Segundo Gustavo Lino, diretor executivo da Associação dos Iniciadores de Transação de Pagamento (Init), a lentidão na adesão é influenciada por:
– Restrições de segurança impostas pelo Banco Central.
– Limites operacionais definidos para as transações.
O que isso muda na prática: A agilidade prometida pelo Pix por aproximação ainda não se traduziu em benefício para a maioria dos consumidores e comerciantes, que continuam a utilizar métodos tradicionais de pagamento digital, perdendo a oportunidade de otimizar tempo em filas e transações rápidas.
Crescimento Potencial Apesar da Baixa Participação
Apesar da participação modesta no sistema Pix, a modalidade de aproximação tem mostrado um crescimento constante desde seu lançamento em fevereiro de 2025. Os dados de transações revelam a evolução:
– Julho de 2025 (cinco meses após lançamento): 35,3 mil transações.
– Novembro de 2025: O número de transferências ultrapassou 1 milhão pela primeira vez.

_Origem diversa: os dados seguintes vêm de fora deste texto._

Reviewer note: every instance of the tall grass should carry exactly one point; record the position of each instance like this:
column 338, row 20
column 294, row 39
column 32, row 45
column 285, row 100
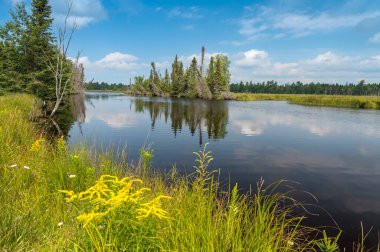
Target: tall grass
column 100, row 209
column 364, row 102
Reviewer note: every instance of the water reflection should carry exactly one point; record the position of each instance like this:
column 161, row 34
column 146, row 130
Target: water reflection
column 332, row 153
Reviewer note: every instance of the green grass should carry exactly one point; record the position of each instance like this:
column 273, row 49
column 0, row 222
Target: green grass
column 35, row 216
column 363, row 102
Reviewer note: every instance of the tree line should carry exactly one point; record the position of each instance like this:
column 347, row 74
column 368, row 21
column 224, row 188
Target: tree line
column 188, row 82
column 272, row 87
column 33, row 59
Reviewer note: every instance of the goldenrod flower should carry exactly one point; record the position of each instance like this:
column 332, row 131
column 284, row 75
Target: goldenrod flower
column 37, row 145
column 110, row 194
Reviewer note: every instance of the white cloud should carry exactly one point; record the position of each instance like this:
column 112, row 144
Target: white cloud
column 261, row 21
column 328, row 67
column 375, row 39
column 115, row 60
column 83, row 12
column 256, row 65
column 187, row 27
column 185, row 12
column 253, row 58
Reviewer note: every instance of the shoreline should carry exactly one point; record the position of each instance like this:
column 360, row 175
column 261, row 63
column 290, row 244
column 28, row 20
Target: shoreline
column 337, row 101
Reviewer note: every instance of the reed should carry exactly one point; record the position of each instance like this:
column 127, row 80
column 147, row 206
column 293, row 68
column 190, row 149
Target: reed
column 56, row 199
column 359, row 102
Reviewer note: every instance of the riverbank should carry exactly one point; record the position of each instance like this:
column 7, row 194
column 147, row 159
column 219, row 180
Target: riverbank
column 42, row 207
column 362, row 102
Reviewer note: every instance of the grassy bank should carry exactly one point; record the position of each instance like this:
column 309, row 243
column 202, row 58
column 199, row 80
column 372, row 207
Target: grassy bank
column 55, row 199
column 364, row 102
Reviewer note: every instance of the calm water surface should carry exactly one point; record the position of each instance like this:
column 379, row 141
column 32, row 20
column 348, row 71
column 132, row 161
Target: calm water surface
column 333, row 153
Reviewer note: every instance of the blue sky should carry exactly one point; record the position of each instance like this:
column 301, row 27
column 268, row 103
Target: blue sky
column 326, row 41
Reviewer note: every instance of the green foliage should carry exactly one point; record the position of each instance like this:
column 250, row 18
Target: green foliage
column 27, row 49
column 272, row 87
column 187, row 82
column 34, row 216
column 328, row 244
column 362, row 102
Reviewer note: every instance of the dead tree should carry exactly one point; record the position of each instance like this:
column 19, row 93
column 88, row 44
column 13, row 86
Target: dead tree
column 60, row 66
column 202, row 59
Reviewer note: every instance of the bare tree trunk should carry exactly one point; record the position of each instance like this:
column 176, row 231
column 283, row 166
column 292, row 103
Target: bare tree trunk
column 59, row 67
column 202, row 59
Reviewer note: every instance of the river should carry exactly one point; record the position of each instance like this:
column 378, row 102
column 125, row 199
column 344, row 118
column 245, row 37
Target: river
column 331, row 153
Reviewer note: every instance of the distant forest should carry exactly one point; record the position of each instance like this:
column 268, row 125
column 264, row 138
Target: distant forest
column 272, row 87
column 189, row 82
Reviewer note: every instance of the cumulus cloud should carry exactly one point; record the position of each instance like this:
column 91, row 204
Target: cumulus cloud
column 261, row 21
column 115, row 60
column 83, row 12
column 253, row 58
column 329, row 67
column 185, row 12
column 256, row 65
column 375, row 39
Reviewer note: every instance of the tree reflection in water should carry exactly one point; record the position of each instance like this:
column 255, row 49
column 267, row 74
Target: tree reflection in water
column 197, row 116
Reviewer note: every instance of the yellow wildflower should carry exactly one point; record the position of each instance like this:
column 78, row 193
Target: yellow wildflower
column 71, row 196
column 109, row 194
column 86, row 218
column 37, row 145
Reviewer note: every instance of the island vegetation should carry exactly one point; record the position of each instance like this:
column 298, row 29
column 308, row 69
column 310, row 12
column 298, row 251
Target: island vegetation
column 189, row 82
column 58, row 199
column 55, row 198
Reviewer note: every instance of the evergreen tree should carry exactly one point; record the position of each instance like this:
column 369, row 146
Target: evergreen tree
column 166, row 82
column 15, row 44
column 177, row 77
column 42, row 48
column 210, row 77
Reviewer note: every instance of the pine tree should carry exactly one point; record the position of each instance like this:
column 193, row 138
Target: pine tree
column 15, row 44
column 210, row 77
column 166, row 83
column 42, row 48
column 177, row 77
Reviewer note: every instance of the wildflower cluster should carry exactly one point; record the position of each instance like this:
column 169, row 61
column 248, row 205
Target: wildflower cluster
column 110, row 194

Os montantes movimentados também crescem:
– Julho de 2025: R$ 95,1 mil.
– Agosto de 2025: R$ 1,103 milhão.
– Novembro de 2025: R$ 24,205 milhões.
– Dezembro de 2025: R$ 133,151 milhões.
– Janeiro de 2026: R$ 568,73 milhões.
Gustavo Lino projeta que o uso tende a expandir-se com a consolidação da oferta pelo comércio e empresas, especialmente em pontos de venda de alta recorrência. O desenvolvimento de “jornadas” específicas para o ambiente corporativo, como transferências entre filiais e matriz, é visto como um catalisador, sempre mantendo os controles de segurança.
O que isso muda na prática: Embora ainda pouco utilizada, a modalidade demonstra potencial de crescimento, sinalizando que a conveniência dos pagamentos por aproximação pode se tornar mais presente no dia a dia e nos negócios à medida que a infraestrutura e a confiança se consolidam.
Entenda os Limites de Segurança e o Funcionamento
Para coibir golpes e garantir a proteção dos usuários, o Banco Central implementou limites específicos para o Pix por aproximação:
– Limite padrão de R$ 500 por transação ao usar o Google Pay, carteira digital presente na maioria dos celulares Android no Brasil.
Para transferências realizadas pelos aplicativos das instituições financeiras, que são obrigadas a oferecer a funcionalidade, os limites podem ser personalizados. O correntista tem a liberdade de diminuir o valor máximo por transação ou estabelecer um limite diário para suas operações.
O principal diferencial do Pix por aproximação é a rapidez, superando o Pix tradicional que exige abrir o aplicativo, inserir chave ou escanear QR Code e digitar senha. Para a modalidade por aproximação, basta:
– Abrir a carteira digital ou o aplicativo do banco.
– Encostar o celular na maquininha de cartão ou na tela do computador.
– Ativar a função Near Field Communication (NFC) nas configurações do smartphone.
Esta experiência se assemelha aos pagamentos com cartões de crédito e débito por aproximação, visando reduzir o tempo em comércios de alto fluxo.
O que isso muda na prática: As medidas de segurança do BC protegem o usuário contra fraudes, mas também podem limitar a utilização para transações de maior valor. No entanto, a simplicidade e velocidade do processo, uma vez configurado e compreendido, tem o potencial de otimizar significativamente a rotina de pagamentos em lojas físicas.
Cuidado com Juros no Pix Por Aproximação via Cartão de Crédito
É fundamental que os usuários estejam atentos às ofertas de instituições financeiras que utilizam o Pix por aproximação para permitir pagamentos via cartão de crédito. Nestes casos, há cobrança de juros e outras taxas adicionais.
Em dezembro de 2025, o Banco Central desistiu de regulamentar o Pix Parcelado, o que permite que as instituições financeiras ofereçam modalidades de parcelamento com juros, utilizando nomes comerciais como “Pix no Crédito” ou “Parcele o Pix”.
O que isso muda na prática: O aparente benefício de usar o cartão de crédito para um Pix rápido pode se tornar um custo extra considerável no seu bolso. É crucial verificar as condições e juros antes de optar por essas modalidades para evitar dívidas desnecessárias.